Ephraim Hawley House - Research

Research

The Hawley Homestead was dated to 1690 during the Works Progress Administration Federal Writers' Project conducted during the Great Depression. Joan Oppenheim, completed a research report on the house while studying Architecture at Yale University. She concluded, after examining the structure, researching land records, probate records and the Hawley record, that the house was built between 1683 and 1690 by Farmer Ephraim Hawley who married Sarah Welles, granddaughter of Connecticut Colony Governor Thomas Welles in 1683.

The date of construction was not only based upon architectural details of the house, but also upon comparisons with other homes of the period, facts given to her by the Curtiss family, who owned the house at the time, and information from the Hawley Record which stated that Ephraim resided in Trumbull. Oppenheim also stated the dating of the house compared with that of S.S. on file at the School of Fine Arts at Yale.

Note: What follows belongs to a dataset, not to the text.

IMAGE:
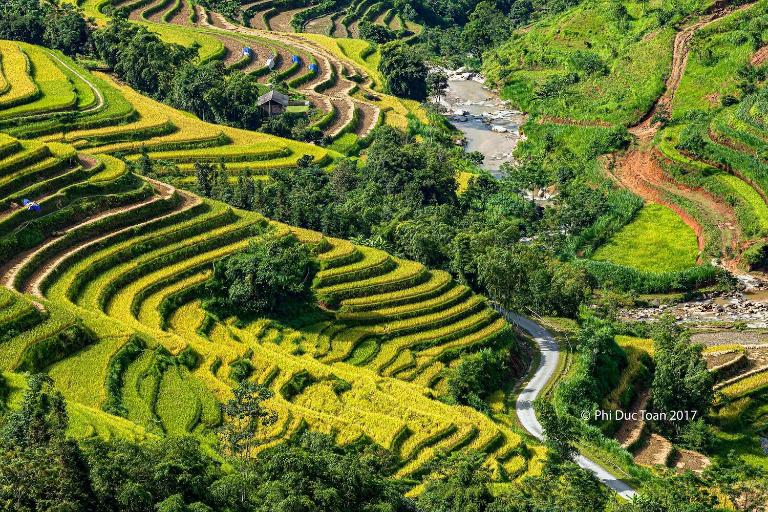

The house was dated to 1671-1683 in the 2002 Historic and Architectural Resource Survey produced for the Connecticut Historical Commission by Geoffrey Rossano, PhD. The 2010 Historic and Architectural Survey of the Town of Trumbull, Connecticut produced by Heather C. Jones and Bruce G. Harvey PhD for the Connecticut Commission on Culture and Tourism, dates the house to 1670-1683. A piece of oak framing was carbon dated to 1710 with a standard deviation of 40 years.